Monastery in Romania

The Hodoș-Bodrog Monastery (Mănăstirea Hodoș-Bodrog) is one of the oldest monastic institutions in Romania. It was originally a Roman Catholic (Benedictine) monastery, built before 1177 and destroyed before 1293. The present monastery, which belongs to the Romanian Orthodox Church, was built near the ruins of the first monastery in the late 14th or early 15th century.

== Benedictine monastery ==
The Benedictine monastery was built for the noble Hodos kindred in Arad County in the Kingdom of Hungary. It was first mentioned as ecclesia de Hudust in a royal charter, issued in 1177. The monastery was dedicated to Saint Peter, according to a 1278 royal charter. Andrew II of Hungary granted a yearly income of 1000 salt cubes to the abbot. The last record of the monastery was made in 1278: in this year, Paul Gutkeled bequeathed the right of patronage of the monastery upon his five nephews. The monastery seems to have been destroyed shortly thereafter, most probably during the rebellion of the Cumans, because Andrew III of Hungary donated the land known as Hudusmonostura – "the monastery of Hodoș" in Hungarian – to one ispán Itemus and his brothers in 1293.

== Orthodox monastery ==
The new Orthodox monastery was built near the ruins of the former abbey in the late 14th or early 15th century.
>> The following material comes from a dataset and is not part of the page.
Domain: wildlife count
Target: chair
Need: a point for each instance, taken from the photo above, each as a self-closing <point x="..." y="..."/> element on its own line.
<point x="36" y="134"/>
The present church of the monastery was built around 1370, according to a triconch plan (having apses with semi-domes on three sides of a square chamber), at a time when this architecture was spreading to Moldavia and Wallachia, the other Romanian provinces.

The Hodoș-Bodrog Monastery was also under Ottoman domination between 1552 and 1699, as part of the Eyalet of Temeşvar. The Ottoman rule was briefly interrupted for a short time by the struggle for the independence and unification of the Romanian countries, led by Michael the Brave (1595). It is likely that, during the military operations, the monastery suffered serious damages. The monastery was rebuilt at the very beginning of the 18th century, thanks to bishop Sava I Branković (oldest brother of Đorđe Branković), who resided in Lipova and later in Ineu (towns in what is now Arad County, Romania).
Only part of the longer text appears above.